You can’t do this unless you both know and revere the genre--and are a hell of a writer. You can’t have characters who are silly or romantic or wicked (or all three), without loving and respecting them when they are at their silliest or wickedest. Otherwise, you get cardboard and cliché. Four books after The Man with a Load of Mischief, Martha Grimes began to receive critical praise, and subsequently, The Five Bells and Bladebone (1987) was the first of her Jury series to hit the New York Times’ bestseller list.

If The Man is funny, it is also sad, melancholy, at times--an intoxicating combination. Detective Chief Inspector Richard Jury is characterized by comparison with Chief Superintendent Racer:
It was not that Inspector Jury suffered under the illusion that his colleagues in New Scotland Yard were all solid with integrity and full of the milk of human kindness--the London bobby in domed hat ... or the higher-ups such as himself, appearing in neat, shiny suits ... saying ... “Merely a routine inquiry, madam.” No, they were not all cool-headed, diamond-witted upholders of law and order. But Racer contributed so little to that pleasant old stereotype. He sat there now, looking terribly county, and thinking, probably, about his dinner or the latest conquest with whom he would share it, leaving the Jurys of the world to sort out the mess.
Jury is a loner, observing humanity at a distance as a cop and through the books that overwhelm his London flat. He is also lonely, and recognizes the fact in the loneliness of those around him, especially the victims. In the course of this first novel, his small circle of acquaintances is increased by two: Vivian Rivington, one of the suspects, with whom he immediately and utterly falls in love; and Melrose Plant, who becomes his unofficial assistant through The Man and the following books. Grimes describes Plant:
He was tall and pleasant-looking, dressed rather informally in a Liberty silk robe, and tousled, as if he had been pulled out of bed. What Jury noticed most, though, was the expression in the astonishing, emerald eyes over which Plant was now settling gold-rimmed spectacles. Sharp, very sharp.
Sharp enough to do the Times crossword in under 15 minutes. Sharp enough to hold a chair in French Romantic Poetry at the University of London. Melrose would be insufferably perfect if not for foils in the form of various animals, drunks, children, and murderers who complicate what would be his tranquil existence. Peter Wimsey never would have tormented his old aunt so.

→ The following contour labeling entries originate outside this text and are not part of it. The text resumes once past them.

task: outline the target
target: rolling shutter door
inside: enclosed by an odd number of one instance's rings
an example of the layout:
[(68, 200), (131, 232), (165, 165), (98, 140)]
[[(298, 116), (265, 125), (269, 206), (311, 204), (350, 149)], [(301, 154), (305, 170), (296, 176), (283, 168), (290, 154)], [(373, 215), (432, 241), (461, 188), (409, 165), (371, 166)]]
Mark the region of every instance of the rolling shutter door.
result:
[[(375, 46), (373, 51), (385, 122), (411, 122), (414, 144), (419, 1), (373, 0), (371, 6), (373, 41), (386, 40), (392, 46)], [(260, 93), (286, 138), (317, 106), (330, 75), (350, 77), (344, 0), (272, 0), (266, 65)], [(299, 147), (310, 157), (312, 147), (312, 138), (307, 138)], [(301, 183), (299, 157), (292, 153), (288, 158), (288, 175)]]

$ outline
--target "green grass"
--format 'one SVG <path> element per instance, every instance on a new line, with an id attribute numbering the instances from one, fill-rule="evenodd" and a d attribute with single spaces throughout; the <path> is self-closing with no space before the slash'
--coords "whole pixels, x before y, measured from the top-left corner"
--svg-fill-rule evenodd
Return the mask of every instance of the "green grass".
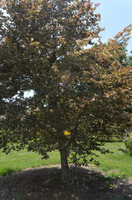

As enthusiastically as I recommended The Man with a Load Of Mischief (and the rest of the Jury/Plant novels) to my fellow convention-goers, I was recently reluctant to go back to a book I’d read repeatedly in my teens and 20s. As an extra bias, I lived in Islington (close to Jury’s fictional flat) during some of those years, and I feared I’d overlaid my recollection of the book’s qualities with the sentimental memories of a student alone in a strange city, negotiating the idea of a nostalgic London with its present realities.

But the book stood up, even beyond my expectations. As a crime writer, it’s harder now to read for enjoyment, but Martha Grimes doesn’t give anyone’s internal editor the chance to switch on. I’m now working my way through the series, again, with even more enthusiasm than before. Start with The Man, and I bet you’ll be scrambling for the next books.

(A final note to writers: The town of Long Piddleton is filled with artistic types, especially writers and those who would write [including Aunt Agatha]. Indeed, Grimes’ Foul Matter [2003], a standalone set in the publishing industry, is one of the darkest and funniest books on publishing I’ve ever read.)